The role of the journalist in a liberal democracy as watchdog, provider of information necessary for informed debate, and as a voice of the people seems increasingly under threat. In my inaugural post for The Quaking Swamp Journal I touched on how it can be difficult for reporters to challenge accepted narratives and not be marginalized in the process. The pressures not to challenge come from a variety of places—a subject we’ll return to—and include the reporter’s own fear of breaking rank.
According to Critical Media Review, “News is not an exact representation of reality but rather a reconstruction from various angles of a small section of reality. This is not to say journalists necessarily lie or consciously distort the truth, but that journalists by covering particular stories, using particular sources from a particular news angle are constructing reality through a selective process.”

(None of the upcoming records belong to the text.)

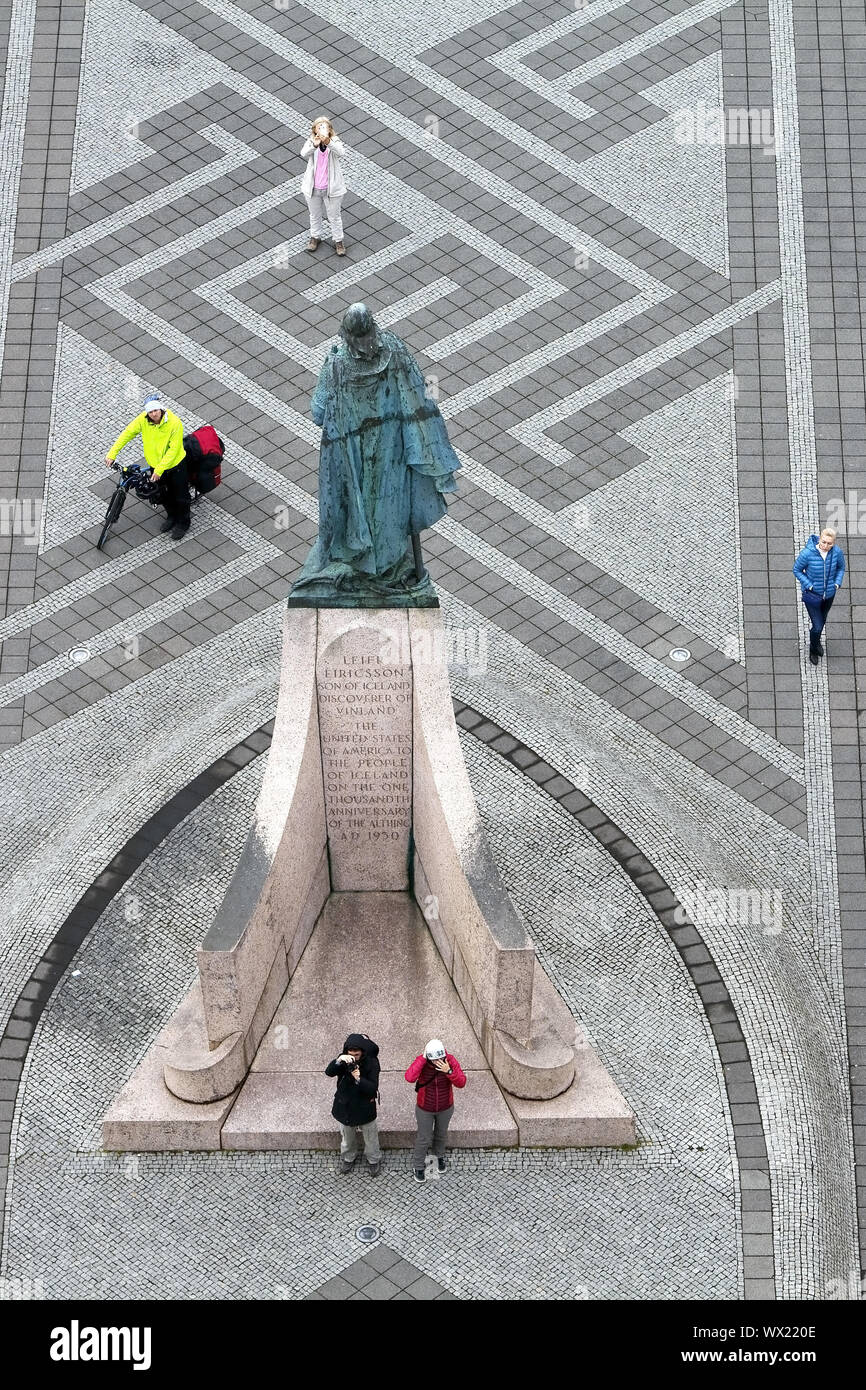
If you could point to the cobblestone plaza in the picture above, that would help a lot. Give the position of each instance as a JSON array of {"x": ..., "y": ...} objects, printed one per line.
[{"x": 623, "y": 242}]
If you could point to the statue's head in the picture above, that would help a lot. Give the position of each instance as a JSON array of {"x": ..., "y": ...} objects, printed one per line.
[{"x": 359, "y": 331}]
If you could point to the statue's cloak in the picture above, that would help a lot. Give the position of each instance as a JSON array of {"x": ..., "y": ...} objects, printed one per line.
[{"x": 384, "y": 466}]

“While agenda setting or gatekeeping decides what a newspaper or broadcaster covers or does not cover, the frame is the overarching angle of how the various stories are treated once they are covered.”
Both framing and agenda setting are “inherently ideological acts,” whether they are done consciously or not. “The frame of a story (or group of stories) will have influence on how that story is investigated and reported, who the journalist chooses to speak to, what questions he or she asks and how information is interpreted and reported.”
Example of media framing, from Critical Media Review (screen shot).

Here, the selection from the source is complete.